McLaren ist in der Formel 1 2025 das tonangebende Team. Doch keineswegs unschlagbar, wie Max Verstappen in Imola unter Beweis stellen konnte. Könnte sich das auch in Monaco wiederholen? WM-Leader Oscar Piastri drückt sich - wie so häufig - vorsichtig aus, doch auch er geht davon aus, dass Team Papaya die besten Karten hat.
"Ich bin zuversichtlich, dass wir immer noch das Team sind, das es an diesem Wochenende zu schlagen gilt", sagte der Australier am Donnerstag vor dem achten Rennen der Formel-1-Saison. In Imola war er auf die Pole Position gefahren, in Kurve 1 dann allerdings außen von Max Verstappen düpiert worden. Entgegen aller Erwartungen konnte der Titelverteidiger die Pace im Longrun halten und geriet pacemäßig nie in Gefahr.
Monaco-GP: Oscar Piastri rechnet mit Ferrari
"Wir haben Imola unter die Lupe genommen und analysiert, was wir an einigen Fronten besser machen hätten können", hakte Piastri das letzte Wochenende ab.
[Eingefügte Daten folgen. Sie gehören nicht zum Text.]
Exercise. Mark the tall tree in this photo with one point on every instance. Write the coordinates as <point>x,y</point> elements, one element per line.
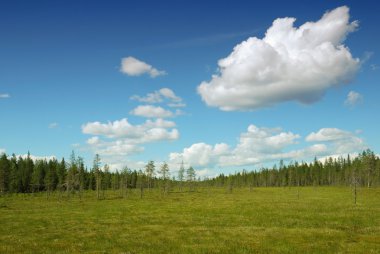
<point>96,168</point>
<point>190,172</point>
<point>181,175</point>
<point>165,176</point>
<point>4,173</point>
<point>149,171</point>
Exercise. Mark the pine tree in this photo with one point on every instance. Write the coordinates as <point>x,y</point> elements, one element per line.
<point>4,173</point>
<point>190,172</point>
<point>149,170</point>
<point>181,175</point>
<point>164,172</point>
<point>96,168</point>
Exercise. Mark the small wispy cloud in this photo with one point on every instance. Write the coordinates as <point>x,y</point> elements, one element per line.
<point>353,99</point>
<point>53,125</point>
<point>135,67</point>
<point>374,67</point>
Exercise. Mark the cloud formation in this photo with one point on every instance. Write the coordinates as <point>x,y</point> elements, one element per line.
<point>353,98</point>
<point>150,111</point>
<point>134,67</point>
<point>288,64</point>
<point>260,145</point>
<point>121,138</point>
<point>164,94</point>
<point>53,125</point>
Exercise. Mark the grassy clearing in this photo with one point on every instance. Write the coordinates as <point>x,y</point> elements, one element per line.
<point>266,220</point>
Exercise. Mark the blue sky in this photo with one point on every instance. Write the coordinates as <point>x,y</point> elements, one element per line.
<point>64,87</point>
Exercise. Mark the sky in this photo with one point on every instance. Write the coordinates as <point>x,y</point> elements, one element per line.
<point>220,86</point>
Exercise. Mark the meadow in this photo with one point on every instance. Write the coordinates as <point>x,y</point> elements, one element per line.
<point>207,220</point>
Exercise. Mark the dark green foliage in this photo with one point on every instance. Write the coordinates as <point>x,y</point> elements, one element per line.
<point>21,175</point>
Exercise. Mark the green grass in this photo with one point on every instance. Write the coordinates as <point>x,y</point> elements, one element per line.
<point>266,220</point>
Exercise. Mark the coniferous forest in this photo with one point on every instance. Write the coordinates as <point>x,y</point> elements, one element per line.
<point>24,175</point>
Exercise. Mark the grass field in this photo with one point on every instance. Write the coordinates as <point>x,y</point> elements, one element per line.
<point>265,220</point>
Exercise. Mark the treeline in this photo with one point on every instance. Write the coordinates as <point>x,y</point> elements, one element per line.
<point>363,170</point>
<point>25,175</point>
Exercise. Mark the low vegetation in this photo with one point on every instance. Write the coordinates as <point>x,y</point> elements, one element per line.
<point>206,220</point>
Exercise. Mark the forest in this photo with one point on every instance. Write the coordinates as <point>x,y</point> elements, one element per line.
<point>24,175</point>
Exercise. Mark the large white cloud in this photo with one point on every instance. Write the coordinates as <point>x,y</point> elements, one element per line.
<point>151,111</point>
<point>340,141</point>
<point>260,145</point>
<point>288,64</point>
<point>160,96</point>
<point>353,98</point>
<point>134,67</point>
<point>121,138</point>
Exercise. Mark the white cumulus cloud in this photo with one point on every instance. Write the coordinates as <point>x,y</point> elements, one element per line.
<point>260,145</point>
<point>288,64</point>
<point>53,125</point>
<point>151,112</point>
<point>339,141</point>
<point>353,98</point>
<point>121,138</point>
<point>134,67</point>
<point>164,94</point>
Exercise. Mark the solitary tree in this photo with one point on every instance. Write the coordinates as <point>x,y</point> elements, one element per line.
<point>164,172</point>
<point>149,170</point>
<point>96,168</point>
<point>4,173</point>
<point>190,172</point>
<point>181,175</point>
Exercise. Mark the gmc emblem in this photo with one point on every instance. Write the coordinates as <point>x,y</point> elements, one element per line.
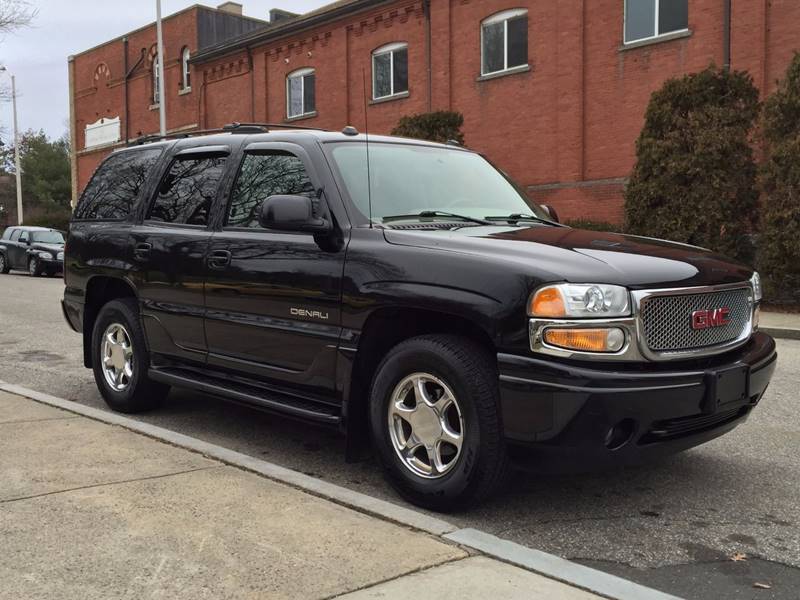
<point>705,319</point>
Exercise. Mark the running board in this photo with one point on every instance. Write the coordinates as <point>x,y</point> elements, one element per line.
<point>252,395</point>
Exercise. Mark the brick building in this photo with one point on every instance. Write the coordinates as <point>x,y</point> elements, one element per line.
<point>553,92</point>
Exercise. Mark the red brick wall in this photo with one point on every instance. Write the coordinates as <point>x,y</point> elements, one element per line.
<point>566,128</point>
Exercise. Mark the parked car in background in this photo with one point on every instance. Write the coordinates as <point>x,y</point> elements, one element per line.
<point>423,303</point>
<point>38,250</point>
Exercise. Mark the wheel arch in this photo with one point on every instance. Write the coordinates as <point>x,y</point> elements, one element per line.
<point>383,330</point>
<point>100,290</point>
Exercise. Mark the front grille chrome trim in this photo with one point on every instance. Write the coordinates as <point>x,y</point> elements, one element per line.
<point>642,297</point>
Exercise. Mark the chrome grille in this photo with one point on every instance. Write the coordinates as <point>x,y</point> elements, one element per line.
<point>667,320</point>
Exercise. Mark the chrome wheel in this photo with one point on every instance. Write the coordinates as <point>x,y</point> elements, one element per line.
<point>425,425</point>
<point>117,356</point>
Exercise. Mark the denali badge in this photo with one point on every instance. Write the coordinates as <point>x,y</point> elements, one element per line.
<point>705,319</point>
<point>312,314</point>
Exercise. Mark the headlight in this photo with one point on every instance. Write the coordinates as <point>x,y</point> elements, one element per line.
<point>572,300</point>
<point>755,281</point>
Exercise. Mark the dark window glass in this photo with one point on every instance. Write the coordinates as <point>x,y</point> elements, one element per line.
<point>400,71</point>
<point>640,19</point>
<point>673,15</point>
<point>116,184</point>
<point>309,93</point>
<point>187,192</point>
<point>383,75</point>
<point>517,42</point>
<point>262,176</point>
<point>493,47</point>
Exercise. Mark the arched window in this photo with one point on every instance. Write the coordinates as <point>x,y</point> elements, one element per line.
<point>504,42</point>
<point>390,71</point>
<point>186,71</point>
<point>301,95</point>
<point>156,96</point>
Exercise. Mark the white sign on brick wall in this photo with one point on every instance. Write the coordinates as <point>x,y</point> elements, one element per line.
<point>105,131</point>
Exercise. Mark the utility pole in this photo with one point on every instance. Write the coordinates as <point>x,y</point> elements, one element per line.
<point>17,166</point>
<point>162,97</point>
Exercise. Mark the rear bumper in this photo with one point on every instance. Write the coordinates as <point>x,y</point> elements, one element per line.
<point>563,415</point>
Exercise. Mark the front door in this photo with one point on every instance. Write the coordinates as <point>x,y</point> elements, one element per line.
<point>272,298</point>
<point>169,249</point>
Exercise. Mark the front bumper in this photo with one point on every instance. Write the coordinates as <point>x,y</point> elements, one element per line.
<point>578,416</point>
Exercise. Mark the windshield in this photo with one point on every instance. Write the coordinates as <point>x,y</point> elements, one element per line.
<point>409,179</point>
<point>47,237</point>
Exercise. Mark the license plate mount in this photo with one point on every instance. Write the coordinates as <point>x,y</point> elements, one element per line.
<point>726,386</point>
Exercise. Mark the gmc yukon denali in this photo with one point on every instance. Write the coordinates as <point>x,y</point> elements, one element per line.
<point>411,295</point>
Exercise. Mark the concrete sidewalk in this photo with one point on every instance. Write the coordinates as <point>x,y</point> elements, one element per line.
<point>92,510</point>
<point>780,325</point>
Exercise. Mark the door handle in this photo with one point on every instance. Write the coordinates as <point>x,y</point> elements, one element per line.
<point>219,259</point>
<point>142,251</point>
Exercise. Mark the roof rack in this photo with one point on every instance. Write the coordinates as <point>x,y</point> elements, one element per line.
<point>265,127</point>
<point>239,128</point>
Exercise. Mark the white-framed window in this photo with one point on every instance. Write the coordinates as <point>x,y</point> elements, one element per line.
<point>186,71</point>
<point>648,19</point>
<point>301,95</point>
<point>390,71</point>
<point>156,97</point>
<point>504,41</point>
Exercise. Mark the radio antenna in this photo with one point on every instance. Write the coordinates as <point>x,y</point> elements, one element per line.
<point>366,137</point>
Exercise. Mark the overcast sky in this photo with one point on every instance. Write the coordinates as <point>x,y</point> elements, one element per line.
<point>38,55</point>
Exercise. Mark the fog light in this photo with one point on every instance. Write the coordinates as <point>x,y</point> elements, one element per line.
<point>587,340</point>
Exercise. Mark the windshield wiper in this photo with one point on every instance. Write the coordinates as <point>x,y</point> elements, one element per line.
<point>428,214</point>
<point>516,217</point>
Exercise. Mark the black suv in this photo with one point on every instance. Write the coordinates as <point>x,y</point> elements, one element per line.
<point>408,293</point>
<point>38,250</point>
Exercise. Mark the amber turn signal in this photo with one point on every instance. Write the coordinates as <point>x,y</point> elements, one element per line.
<point>586,340</point>
<point>548,302</point>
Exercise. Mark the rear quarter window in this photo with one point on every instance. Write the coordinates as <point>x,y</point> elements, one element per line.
<point>116,184</point>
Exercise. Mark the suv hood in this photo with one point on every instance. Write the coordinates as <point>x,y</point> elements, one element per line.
<point>579,256</point>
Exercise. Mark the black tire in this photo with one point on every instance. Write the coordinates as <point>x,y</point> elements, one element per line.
<point>35,266</point>
<point>469,370</point>
<point>140,394</point>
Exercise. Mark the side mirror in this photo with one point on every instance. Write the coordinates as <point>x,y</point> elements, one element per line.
<point>551,212</point>
<point>291,213</point>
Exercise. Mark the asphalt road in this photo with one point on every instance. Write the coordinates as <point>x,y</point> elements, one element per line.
<point>674,525</point>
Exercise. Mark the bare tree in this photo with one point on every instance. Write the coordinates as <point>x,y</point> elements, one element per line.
<point>15,14</point>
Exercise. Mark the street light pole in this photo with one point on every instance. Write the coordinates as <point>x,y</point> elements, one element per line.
<point>162,97</point>
<point>16,150</point>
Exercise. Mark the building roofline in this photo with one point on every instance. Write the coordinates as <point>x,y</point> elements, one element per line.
<point>169,17</point>
<point>322,15</point>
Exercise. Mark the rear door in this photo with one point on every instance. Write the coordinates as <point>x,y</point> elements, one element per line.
<point>169,248</point>
<point>272,297</point>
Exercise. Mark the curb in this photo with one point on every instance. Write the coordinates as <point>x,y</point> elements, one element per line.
<point>549,565</point>
<point>785,333</point>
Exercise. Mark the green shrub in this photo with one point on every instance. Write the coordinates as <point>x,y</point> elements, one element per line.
<point>779,247</point>
<point>442,126</point>
<point>695,176</point>
<point>590,225</point>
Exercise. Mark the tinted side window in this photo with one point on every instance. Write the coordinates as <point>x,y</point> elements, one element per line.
<point>187,191</point>
<point>116,185</point>
<point>261,176</point>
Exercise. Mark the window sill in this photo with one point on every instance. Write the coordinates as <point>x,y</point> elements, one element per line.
<point>506,73</point>
<point>302,117</point>
<point>667,37</point>
<point>392,98</point>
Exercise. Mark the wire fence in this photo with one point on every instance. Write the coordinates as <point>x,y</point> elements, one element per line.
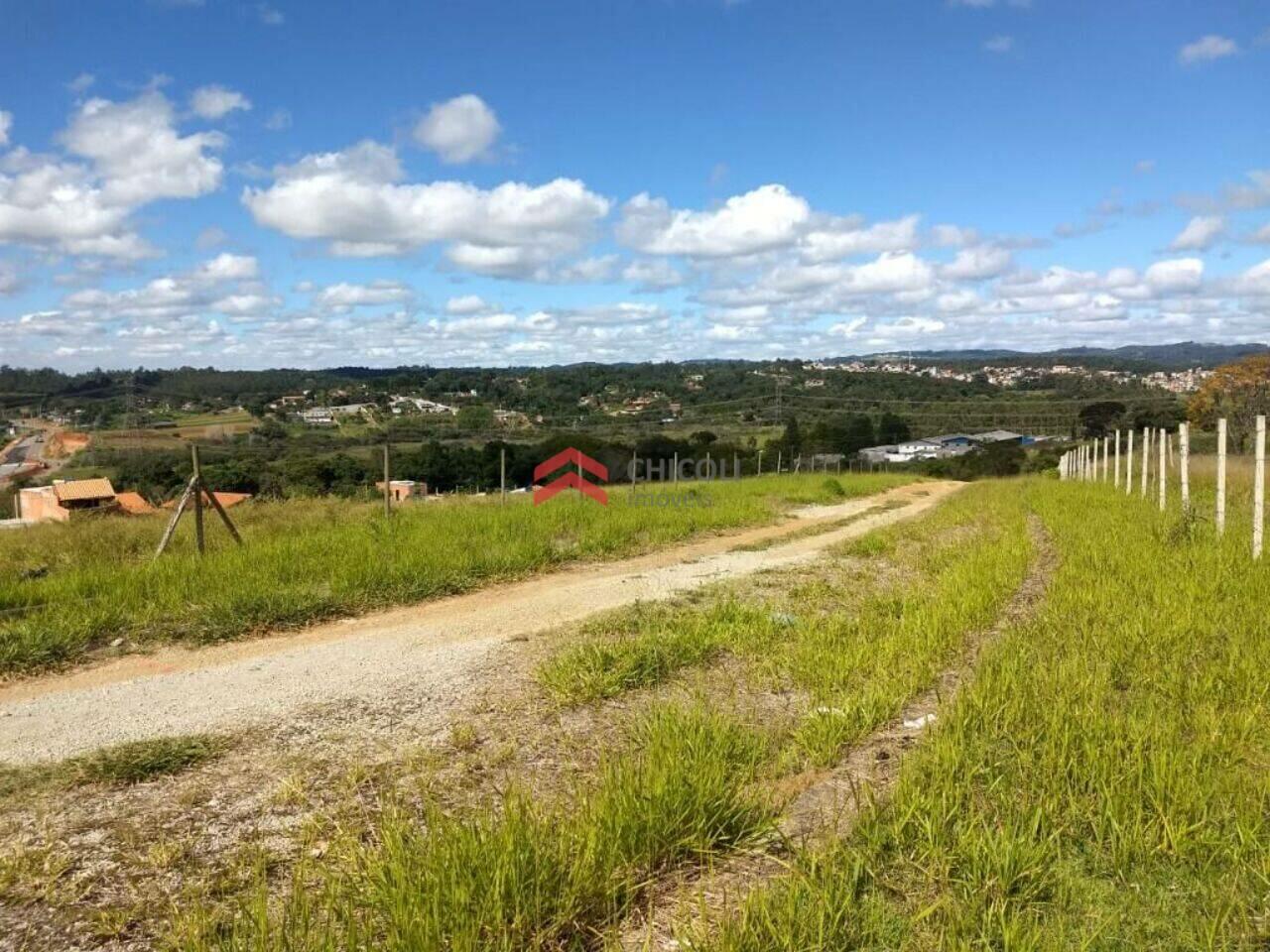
<point>1159,451</point>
Mit Monaco steht nun allerdings eine Strecke ins Haus, deren Charakteristik mit zahlreichen langsamen Kurven grundverschieden ist und bei der Verstappen schon im Vorfeld davon ausgeht, dass sie dem Red Bull nicht so gut liegen werde.
Auch Ferrari prognostizierte aufgrund dieser Charakteristiken, dass sie selbst einen schweren Stand haben werden. Dem wiedersprach allerdings Piastri, der die Roten sehrwohl auf dem Zettel hat: "Ich denke Ferrari wird hier wieder im Spiel dabei sein. Sie waren hier immer stark, aber wir vertrauen auf die Pace, die wir haben." Charles Leclerc und Co sehen sich nicht nur in langsamen Ecken im Nachteil, vor allem leiden sie seit Saisonbeginn an einer latenten Qualifying-Schwäche. Keine gute Ausgangslage für jene Strecke, die als die Qualifying-Strecke schlechthin gilt.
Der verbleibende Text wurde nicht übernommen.